Los días soleados y las noches de viernes son los mejores momentos para realizar el saludable ejercicio del voyeurismo urbano. Los centros comerciales, los bares, la ciclovía o los puntos donde hay muchas oficinas son ideales para hacer una pequeña carrera de observación, aunque para los profesionales consumados cualquier momento y lugar son perfectos.
Eso sí, hay que hacer una advertencia: en países como Inglaterra o Canadá es posible ganarse una demanda de alguna mujer que prefiere que su belleza no sea admirada; así que, para evitar la fatiga, es mejor siempre mirar con precaución y, a menos de que la mujer se lo permita, ver pero no tocar.
A diferencia de la pornografía, ojear no es algo para hacer en privado: por el contrario, la compañía de los amigos suele ser parte del ritual. En grupo, al ver a una mujer detalladamente, los hombres se miran los unos a los otros para comprobar con una mueca su veredicto: en un lenguaje en el que levantar las cejas, fruncir el ceño o torcer la boca significa aprobación, sorpresa, indiferencia o disgusto, se logra un acuerdo de la mayor trascendencia: aunque de seguro ninguno volverá a ver a la mujer, ella acaba de entrar al archivo de análisis del grupo.
Sentados al calor de unas cervezas y sin presencia de ninguna mujer que pueda hacer reclamos ante los comentarios, los hombres crean sus propias categorías y calificativos, organizados y clasificados según sus estándares. Superlativos como "cuerpo de tabla" se suman a elogios como "descomunal" o "caídas del cielo" y a improperios como "teticas trompadeperro" o "caderas de tía". Todas estas palabras hacen parte de sesudos análisis nacidos después de años de contemplación.

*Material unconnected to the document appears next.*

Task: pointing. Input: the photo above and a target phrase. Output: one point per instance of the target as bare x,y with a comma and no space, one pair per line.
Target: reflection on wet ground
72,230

Mirar es inevitable: uno no puede andar por la calle con los ojos cerrados. Todos, de vez en cuando, perseguimos con los ojos una parte del cuerpo femenino, tratando de vislumbrar lo que hay -o no hay- debajo de un gabán largo, imaginando el color de la ropa interior que se esconde en un pantalón ceñido, especulando sobre las dimensiones, esperando que un mal movimiento le deje al descubierto algo más que un wonderbra, fantaseando con relaciones fugaces o con personalidades irresistibles.
No faltará el mojigato que culpe a la publicidad y a la televisión de convertirnos a todos en voyeuristas -las mujeres, así sean más disimuladas, también hacen una juiciosa observación de la naturaleza que las rodea-. Tenemos cinco sentidos y no los podemos desperdiciar: al mirar con detalle a alguien se pueden sumar también el olfato y el oído.
Eventualmente, hasta el tacto y el gusto resultarán involucrados en una buena ojeada. Así que dejémonos de puritanismo y de reservas: el que no quiera mirar, que cierre los ojos. ¿O acaso, si la viera en la calle, alguien se podría resistir a clavar la mirada en Natalie Portman y escudriñar cada centímetro de su cuerpo?